When an impact crater forms, it ejects numerous fragments at high speeds, some of which fall back on the surrounding continuous ejecta deposits and form self-secondary craters (i.e., self-secondaries). Since crater statistics on continuous ejecta deposits of impact craters is important in determining model ages for individual craters, the presence of self-secondaries may complicate age interpretations. While abundant self-secondaries have been observed on the Moon and Mercury, their spatial distribution on Mars and their potential effect on martian crater chronology remain uncharacterized.

Key Findings of the Study

We examined six young martian complex craters with layered ejecta deposits. According to the number of visible ejecta layers, martian layered ejecta deposits are classified as single-layered ejecta (SLE), double-layered ejecta (DLE), and multiple-layered ejecta (MLE). DLE deposits are further classified into two types.: Type 1, which has more uniform inner ejecta boundaries, and Type 2, which exhibits more sinuous flow patterns similar to those of SLE and MLE. Among the selected craters, there are one SLE crater, two Type 1 DLE craters, and three MLE craters.

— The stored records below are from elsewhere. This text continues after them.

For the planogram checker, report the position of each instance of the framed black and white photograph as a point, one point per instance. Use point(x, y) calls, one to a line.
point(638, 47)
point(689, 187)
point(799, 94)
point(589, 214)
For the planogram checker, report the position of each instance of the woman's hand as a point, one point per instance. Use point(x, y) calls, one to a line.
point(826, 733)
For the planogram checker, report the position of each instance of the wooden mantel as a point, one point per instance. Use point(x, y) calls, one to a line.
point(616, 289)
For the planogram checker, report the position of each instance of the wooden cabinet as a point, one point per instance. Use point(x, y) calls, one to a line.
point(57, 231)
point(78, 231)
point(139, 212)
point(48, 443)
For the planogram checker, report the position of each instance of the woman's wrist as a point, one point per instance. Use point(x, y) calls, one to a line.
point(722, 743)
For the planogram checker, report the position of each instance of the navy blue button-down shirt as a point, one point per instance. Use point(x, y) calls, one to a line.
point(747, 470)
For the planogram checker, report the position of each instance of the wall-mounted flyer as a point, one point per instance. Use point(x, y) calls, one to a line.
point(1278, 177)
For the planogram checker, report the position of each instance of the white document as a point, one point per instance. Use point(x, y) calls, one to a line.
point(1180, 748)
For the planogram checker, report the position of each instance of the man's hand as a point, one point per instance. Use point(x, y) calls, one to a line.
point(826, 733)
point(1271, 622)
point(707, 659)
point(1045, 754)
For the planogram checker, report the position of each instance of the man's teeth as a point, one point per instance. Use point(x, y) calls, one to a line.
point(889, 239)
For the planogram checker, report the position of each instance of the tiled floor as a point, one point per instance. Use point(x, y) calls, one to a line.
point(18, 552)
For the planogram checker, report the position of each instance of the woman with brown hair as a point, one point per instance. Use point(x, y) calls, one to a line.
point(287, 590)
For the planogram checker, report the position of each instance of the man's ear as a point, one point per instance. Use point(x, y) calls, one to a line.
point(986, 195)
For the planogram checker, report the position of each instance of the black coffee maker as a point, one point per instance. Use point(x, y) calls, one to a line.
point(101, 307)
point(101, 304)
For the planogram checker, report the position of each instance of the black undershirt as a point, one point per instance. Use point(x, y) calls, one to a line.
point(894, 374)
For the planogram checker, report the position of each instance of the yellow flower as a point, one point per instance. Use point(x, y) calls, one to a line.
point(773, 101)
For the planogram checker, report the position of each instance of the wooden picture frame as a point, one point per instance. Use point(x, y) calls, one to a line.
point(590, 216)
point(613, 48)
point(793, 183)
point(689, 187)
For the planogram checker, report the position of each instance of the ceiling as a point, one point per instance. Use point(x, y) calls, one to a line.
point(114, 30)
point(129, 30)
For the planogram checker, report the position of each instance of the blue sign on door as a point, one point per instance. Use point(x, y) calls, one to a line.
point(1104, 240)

High-resolution geological investigations around the selected craters reveal that self-secondaries are generally rare in SLE or MLE deposits and are mostly confined to crater rims (Fig. 1). Crater densities across different azimuths and radial distances in SLE or MLE deposits are comparable, suggesting that self-secondaries are a negligible population in SLE or MLE deposits. In contrast, a small number of self-secondaries are observed in Type 1 DLE deposits, where crater densities show a recognizable nonuniform distribution. Among martian craters with diameters of larger than 3 km, only six have Type 1 DLE deposits and formed in the Late Amazonian. Given that the proportion of self-secondaries in visible crater populations should decrease with time, our findings suggest that self-secondaries are not a major concern in age estimation for most martian craters, except for the few young craters with Type 1 DLE deposits.

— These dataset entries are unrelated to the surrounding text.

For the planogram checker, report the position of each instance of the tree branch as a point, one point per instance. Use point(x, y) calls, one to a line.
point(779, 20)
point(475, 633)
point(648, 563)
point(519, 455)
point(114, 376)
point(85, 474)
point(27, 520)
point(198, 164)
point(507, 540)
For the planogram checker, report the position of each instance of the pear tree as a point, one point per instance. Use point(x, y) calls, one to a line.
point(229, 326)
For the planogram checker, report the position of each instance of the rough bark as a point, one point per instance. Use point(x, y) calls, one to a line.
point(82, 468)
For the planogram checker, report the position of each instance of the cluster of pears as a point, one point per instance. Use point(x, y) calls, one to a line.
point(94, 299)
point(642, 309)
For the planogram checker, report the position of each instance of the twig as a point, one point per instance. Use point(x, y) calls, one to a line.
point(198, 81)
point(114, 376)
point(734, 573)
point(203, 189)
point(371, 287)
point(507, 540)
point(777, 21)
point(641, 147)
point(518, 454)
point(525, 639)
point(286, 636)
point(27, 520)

To further explore the origins of these distribution patterns, we conducted numerical simulations to model the theoretical landing positions of fragments forming self-secondaries. When we assume near-vertical ejection angles, which were previously thought to be common for self-secondaries, the model predicted a preferential deposition in the western ejecta of the parent craters and an absence in the east (Fig. 2a). But this was not what we observed. In reality, self-secondaries do not avoid occurring on the eastern rims or ejecta deposits of the investigated craters, suggesting that fragments forming self-secondaries did not uniformly have near-vertical ejection angles.

We also simulated fragment ejection at angles that are slightly larger than those of normal excavation flows, resulting in a widespread distribution of self-secondaries on continuous ejecta deposits (Fig. 2b). Yet again, our observations showed that self-secondaries were absent in SLE and MLE deposits and preferentially occurred on crater rims. This suggests that most self-secondaries did form during the emplacement of layered ejecta deposits and were subsequently erased by the advancing ejecta layers. This interpretation further implies that the duration of emplacement of SLE and MLE deposits should be comparable to or slightly longer than flight times of fragments forming self-secondaries.

Unlike the scarcity of self-secondaries in SLE or MLE deposits, the prominent existence of self-secondaries in Type 1 DLE deposits indicates that DLE was emplaced slightly earlier than SLE and MLE. This timing likely allowed some self-secondaries to survive. The pre-impact target of Type 1 DLE craters contained larger amounts of volatiles, such as water ice, which contributed to the higher emplacement speeds and, consequently, earlier emplacement than SLE and MLE deposits. Based on the observations of well-preserved chains of secondaries in Type 1 DLE deposits and numerical simulation of fragments forming self-secondaries, we provide estimates for the emplacement speeds of martian layered ejecta deposits. For Type 1 DLE deposits, their emplacement speeds may approach or even exceed the speed of sound in current martian atmosphere.

Implications of the Findings

Our study first systematically investigates the distribution pattern of self-secondaries on Mars. By demonstrating that self-secondaries have minimal effect on crater statistics derived from martian continuous ejecta deposits, we reinforce the reliability of age determination technique using crater statistics on Mars. Additionally, we suggest that the formation of self-secondaries may not require tightly constrained conditions, and we offer estimates for the emplacement speeds for martian layered ejecta deposits, with Type 1 DLE deposits possibly reaching speeds close to or even exceeding the speed of sound in current martian atmosphere. These findings not only refine our understanding of formation mechanism of self-secondaries but also offer valuable insights for future studies and impact cratering simulations on Mars.